Amazon came out with first quarter guidance numbers that came in below analyst expectations which helped fuel the sell-off in the post market session. Shares are down just over 4% heading into the open.
AMZN Technicals
As you can see in the 5-minute chart above, Amazon stock did a nose dive to the low $800’s before stabling off. $800 has historically been a key pivot level and will be a level that traders will be watching on Friday. Also keep an eye on $780 and $757.94 where the 200-day moving average currently sits. We should see some resistance at $820 and $815.
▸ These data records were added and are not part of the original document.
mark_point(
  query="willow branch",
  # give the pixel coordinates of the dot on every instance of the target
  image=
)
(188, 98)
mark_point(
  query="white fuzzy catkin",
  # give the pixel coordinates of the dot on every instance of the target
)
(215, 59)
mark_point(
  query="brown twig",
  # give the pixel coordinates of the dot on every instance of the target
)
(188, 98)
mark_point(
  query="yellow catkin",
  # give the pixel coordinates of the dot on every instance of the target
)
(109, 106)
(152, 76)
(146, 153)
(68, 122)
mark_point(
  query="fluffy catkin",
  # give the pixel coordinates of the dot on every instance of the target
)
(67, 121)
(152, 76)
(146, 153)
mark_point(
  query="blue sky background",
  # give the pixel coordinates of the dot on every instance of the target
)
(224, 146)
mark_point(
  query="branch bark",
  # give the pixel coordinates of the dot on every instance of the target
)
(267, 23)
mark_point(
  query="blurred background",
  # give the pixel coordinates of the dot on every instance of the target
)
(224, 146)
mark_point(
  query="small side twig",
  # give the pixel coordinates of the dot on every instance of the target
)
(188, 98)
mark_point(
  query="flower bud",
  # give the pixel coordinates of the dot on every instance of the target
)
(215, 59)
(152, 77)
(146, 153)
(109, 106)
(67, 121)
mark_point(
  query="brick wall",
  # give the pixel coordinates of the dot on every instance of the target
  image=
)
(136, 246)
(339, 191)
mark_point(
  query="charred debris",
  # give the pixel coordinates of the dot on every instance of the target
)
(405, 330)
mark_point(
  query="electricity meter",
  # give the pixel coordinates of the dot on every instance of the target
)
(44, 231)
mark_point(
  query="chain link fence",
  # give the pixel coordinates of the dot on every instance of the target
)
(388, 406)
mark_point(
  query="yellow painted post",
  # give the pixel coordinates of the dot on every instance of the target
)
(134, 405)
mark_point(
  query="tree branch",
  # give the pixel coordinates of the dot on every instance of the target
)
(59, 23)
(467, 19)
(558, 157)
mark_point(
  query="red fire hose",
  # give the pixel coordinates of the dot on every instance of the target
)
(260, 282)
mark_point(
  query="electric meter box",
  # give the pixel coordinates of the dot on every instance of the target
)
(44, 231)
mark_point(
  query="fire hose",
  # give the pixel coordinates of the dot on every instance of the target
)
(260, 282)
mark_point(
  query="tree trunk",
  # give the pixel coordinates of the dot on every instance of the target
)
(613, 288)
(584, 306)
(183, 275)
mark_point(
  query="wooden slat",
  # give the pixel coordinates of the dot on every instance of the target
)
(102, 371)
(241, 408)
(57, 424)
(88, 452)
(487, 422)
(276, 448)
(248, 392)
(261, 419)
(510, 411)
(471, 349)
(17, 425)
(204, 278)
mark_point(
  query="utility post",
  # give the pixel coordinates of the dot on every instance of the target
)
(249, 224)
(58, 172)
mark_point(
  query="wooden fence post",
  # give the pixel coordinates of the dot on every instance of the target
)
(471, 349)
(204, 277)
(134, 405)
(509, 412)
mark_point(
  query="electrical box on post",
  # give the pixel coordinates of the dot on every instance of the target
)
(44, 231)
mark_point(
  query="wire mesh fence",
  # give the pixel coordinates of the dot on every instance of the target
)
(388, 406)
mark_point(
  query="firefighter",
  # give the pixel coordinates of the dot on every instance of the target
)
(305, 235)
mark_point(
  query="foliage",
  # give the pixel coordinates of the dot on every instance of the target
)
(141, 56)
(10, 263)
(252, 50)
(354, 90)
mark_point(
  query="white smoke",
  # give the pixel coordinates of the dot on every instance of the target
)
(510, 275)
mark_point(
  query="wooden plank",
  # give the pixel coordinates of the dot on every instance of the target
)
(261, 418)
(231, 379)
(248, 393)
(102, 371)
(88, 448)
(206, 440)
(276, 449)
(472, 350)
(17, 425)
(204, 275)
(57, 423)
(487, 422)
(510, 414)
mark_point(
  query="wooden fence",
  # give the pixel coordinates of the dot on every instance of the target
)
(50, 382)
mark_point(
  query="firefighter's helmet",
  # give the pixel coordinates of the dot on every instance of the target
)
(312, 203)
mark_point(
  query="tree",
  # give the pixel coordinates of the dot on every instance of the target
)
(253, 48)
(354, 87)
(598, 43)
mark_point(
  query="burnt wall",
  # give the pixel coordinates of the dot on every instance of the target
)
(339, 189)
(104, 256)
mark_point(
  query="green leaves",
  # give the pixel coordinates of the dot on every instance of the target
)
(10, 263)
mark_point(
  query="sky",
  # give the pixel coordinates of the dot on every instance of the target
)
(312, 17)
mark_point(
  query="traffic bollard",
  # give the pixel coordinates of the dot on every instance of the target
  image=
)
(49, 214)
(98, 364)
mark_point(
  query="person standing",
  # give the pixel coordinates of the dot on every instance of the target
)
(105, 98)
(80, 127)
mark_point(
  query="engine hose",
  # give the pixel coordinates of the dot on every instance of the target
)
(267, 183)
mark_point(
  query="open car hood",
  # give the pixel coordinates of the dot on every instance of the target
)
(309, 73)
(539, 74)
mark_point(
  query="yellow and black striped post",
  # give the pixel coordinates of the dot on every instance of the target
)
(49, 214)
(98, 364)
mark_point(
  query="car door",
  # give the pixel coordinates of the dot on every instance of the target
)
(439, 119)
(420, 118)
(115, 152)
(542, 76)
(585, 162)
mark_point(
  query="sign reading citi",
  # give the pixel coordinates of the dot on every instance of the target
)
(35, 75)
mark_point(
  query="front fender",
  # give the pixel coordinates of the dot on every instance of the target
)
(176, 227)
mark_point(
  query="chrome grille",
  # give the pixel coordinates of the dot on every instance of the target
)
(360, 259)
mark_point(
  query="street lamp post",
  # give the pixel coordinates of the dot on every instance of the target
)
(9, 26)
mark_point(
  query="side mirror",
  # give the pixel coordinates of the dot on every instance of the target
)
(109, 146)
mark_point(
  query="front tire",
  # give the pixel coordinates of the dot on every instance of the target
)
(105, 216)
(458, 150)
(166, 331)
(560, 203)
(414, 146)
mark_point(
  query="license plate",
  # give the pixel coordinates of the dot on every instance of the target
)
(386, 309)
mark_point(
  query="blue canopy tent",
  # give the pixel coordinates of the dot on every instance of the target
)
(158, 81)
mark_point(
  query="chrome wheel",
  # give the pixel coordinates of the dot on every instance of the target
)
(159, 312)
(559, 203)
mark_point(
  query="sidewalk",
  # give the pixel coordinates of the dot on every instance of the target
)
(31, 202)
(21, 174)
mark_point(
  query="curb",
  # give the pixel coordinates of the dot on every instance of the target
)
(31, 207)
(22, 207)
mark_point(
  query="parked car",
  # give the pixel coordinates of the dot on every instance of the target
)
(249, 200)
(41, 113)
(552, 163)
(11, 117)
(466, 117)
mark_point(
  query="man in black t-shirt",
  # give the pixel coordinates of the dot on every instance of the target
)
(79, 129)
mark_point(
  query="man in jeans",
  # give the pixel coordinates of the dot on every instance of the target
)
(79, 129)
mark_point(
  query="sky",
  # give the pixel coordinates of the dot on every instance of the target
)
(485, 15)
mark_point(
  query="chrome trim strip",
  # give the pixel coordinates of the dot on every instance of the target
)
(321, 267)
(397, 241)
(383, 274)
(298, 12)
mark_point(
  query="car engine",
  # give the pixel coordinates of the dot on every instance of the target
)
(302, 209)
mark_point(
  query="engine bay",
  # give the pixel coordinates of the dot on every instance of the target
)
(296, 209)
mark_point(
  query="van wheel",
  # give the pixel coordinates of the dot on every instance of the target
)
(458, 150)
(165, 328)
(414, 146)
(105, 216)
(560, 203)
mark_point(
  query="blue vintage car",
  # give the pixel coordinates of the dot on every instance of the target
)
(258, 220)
Currently analysts have an average price target of $941.68 but we could see that lowered over the following days.
CEO Comments
Jeff Bezos, Amazon founder and CEO said,
Our Prime team’s customer obsession kept them busy in 2016. Prime members can now choose from over 50 million items with free two-day shipping — up 73% since 2015. Prime Video is now available in more than 200 countries and territories. Prime Now added 18 new cities, which means millions more members now get one and two hour delivery. New benefits were also added to the list, like Prime Reading, Audible Channels for Prime, Twitch Prime and more. And customers noticed — tens of millions of new paid members joined the program in just this past year.
Company Profile
Amazon.com, Inc. provides online retail shopping services. It provides services to four primary customer sets: consumers, sellers, enterprises, and content creators. The company also provides other marketing and promotional services, such as online advertising and co-branded credit card agreements.
It serves consumers through its retail websites with a focus on selection, price, and convenience. It designs its websites to enable its products to be sold by the company and by third parties across dozens of product categories. The company also serves developers and enterprises of all sizes through Amazon Web Services, which provides access to technology infrastructure that enables virtually any type of business. The company operates through three segments: North America, International, and Amazon Web Services. The North America segment includes retail sales of consumer products and subscriptions through North America-focused websites such as www.amazon.com and www.amazon.ca.
The International segment includes retail sales of consumer products and subscriptions through internationally-focused websites. The Amazon Web Services segment includes global sales of compute, storage, database, and other AWS service offerings for start-ups, enterprises, government agencies, and academic institutions. Amazon.com was founded by Jeffrey P. Bezos in July 1994 and is headquartered in Seattle, WA.